Foto Constanza Agesta

Horacio Castillo nació en Ensenada, Provincia de Buenos Aires, en 1934. Desde muy joven se radicó en La Plata, ciudad donde falleció el 5 de julio de 2010. Fue poeta, crítico, ensayista, traductor, abogado y miembro de número de la Academia Argentina de Letras y correspondiente de la Real Academia Española. En junio de 2010 se publicó su último libro “Colectánea” en la colección El Milagro Secreto, dirigida por Mario Goloboff en Ediciones al Margen.

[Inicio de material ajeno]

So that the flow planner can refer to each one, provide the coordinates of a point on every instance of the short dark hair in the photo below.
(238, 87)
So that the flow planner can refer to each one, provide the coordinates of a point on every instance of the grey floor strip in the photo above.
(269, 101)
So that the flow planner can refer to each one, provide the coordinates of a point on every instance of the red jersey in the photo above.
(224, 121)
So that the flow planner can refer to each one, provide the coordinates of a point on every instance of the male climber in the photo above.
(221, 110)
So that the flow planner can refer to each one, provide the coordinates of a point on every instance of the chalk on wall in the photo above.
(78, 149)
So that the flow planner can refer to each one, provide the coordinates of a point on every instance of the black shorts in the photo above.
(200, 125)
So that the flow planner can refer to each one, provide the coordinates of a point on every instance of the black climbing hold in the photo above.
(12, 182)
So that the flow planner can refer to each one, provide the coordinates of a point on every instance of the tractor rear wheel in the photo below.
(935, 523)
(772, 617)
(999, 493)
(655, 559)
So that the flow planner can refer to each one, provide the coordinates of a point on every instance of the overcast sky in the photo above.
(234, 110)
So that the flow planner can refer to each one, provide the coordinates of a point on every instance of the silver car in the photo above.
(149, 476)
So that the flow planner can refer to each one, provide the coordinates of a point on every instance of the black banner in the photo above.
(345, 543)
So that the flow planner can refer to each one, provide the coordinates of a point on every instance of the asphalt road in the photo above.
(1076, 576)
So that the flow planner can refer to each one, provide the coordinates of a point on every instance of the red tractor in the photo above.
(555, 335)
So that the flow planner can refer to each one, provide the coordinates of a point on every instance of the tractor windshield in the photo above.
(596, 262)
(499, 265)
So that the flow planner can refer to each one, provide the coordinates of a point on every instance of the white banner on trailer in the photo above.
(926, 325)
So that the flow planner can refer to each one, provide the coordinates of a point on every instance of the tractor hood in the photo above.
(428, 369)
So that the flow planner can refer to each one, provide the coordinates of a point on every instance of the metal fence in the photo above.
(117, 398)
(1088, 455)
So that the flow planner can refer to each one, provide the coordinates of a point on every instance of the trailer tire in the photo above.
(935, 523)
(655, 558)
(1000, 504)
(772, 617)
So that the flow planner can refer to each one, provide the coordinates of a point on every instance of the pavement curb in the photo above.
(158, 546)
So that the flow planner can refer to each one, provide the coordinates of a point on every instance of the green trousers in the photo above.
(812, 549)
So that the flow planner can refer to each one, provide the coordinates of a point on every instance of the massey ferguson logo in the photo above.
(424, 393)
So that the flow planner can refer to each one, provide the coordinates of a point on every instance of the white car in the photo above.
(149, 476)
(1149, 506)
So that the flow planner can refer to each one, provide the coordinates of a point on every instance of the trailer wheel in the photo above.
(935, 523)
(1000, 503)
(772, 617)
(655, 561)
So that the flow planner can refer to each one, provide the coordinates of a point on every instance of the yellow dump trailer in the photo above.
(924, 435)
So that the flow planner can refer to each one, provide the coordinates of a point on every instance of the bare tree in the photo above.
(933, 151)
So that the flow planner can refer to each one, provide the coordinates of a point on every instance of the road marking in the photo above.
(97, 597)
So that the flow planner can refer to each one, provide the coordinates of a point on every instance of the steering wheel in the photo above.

Publicó los siguientes libros de poesía: “Descripción” (1971); “Materia acre” (1974); ”Tuerto rey” (1982); “Alaska” (1993); “Los gatos de la Acrópolis” (1998); “Cendra” (2000); “Música de la víctima y otros poemas” (2003) y “Mandala” (2005). Su obra poética fue reunida, además, en varios volúmenes, entre ellos: “La casa del ahorcado/ 1974-1999” (1999) y “Por un poco más de luz/ 1974-2005” (2005).
Como traductor de poesía griega publicó: “Epigramas de Calímaco” (1979); “Poemas de Odysseas Elytis”(1982); “María la Nube de Odysseas Elytis”, en colaboración con Nina Alghelidis (1986); “Romiosini y otros poemas”, de Yannis Ritsos (1988); “Poesía griega moderna” (1997); “Elegías de Oxópetrade Odysseas Elytis”, en colaboración con Nina Anghelidis (1999); “Seis poetas griegos” (2000); “Poesía de Takis Varbitsiotis” (2001) y “Raíces en el tiempo”, de Spiros Vergos (2001). Algunos de sus ensayos publicados son: “Darío y Rojas / Una relación fraternal” (2002), “La luz cicládica y otros temas griegos” (2004) y “Sarmiento poeta” (2007). Entre los premios nacionales recibidos figuran: Premio de la Subsecretaría de Cultura de la Nación (1972); Premio Nacional -Región Buenos Aires- (1978); Primer Premio Fondo Nacional de las Artes por traducción literaria (1988); Premio Konex-Diploma al Mérito (1993) y Premio Municipal de la Municipalidad de La Plata (1995). En 2001 fue designado Ciudadano Ilustre de la Ciudad de La Plata.

Desde su partida en julio de 2010, son innumerables los homenajes y textos que se realizan en su nombre y sobre su obra.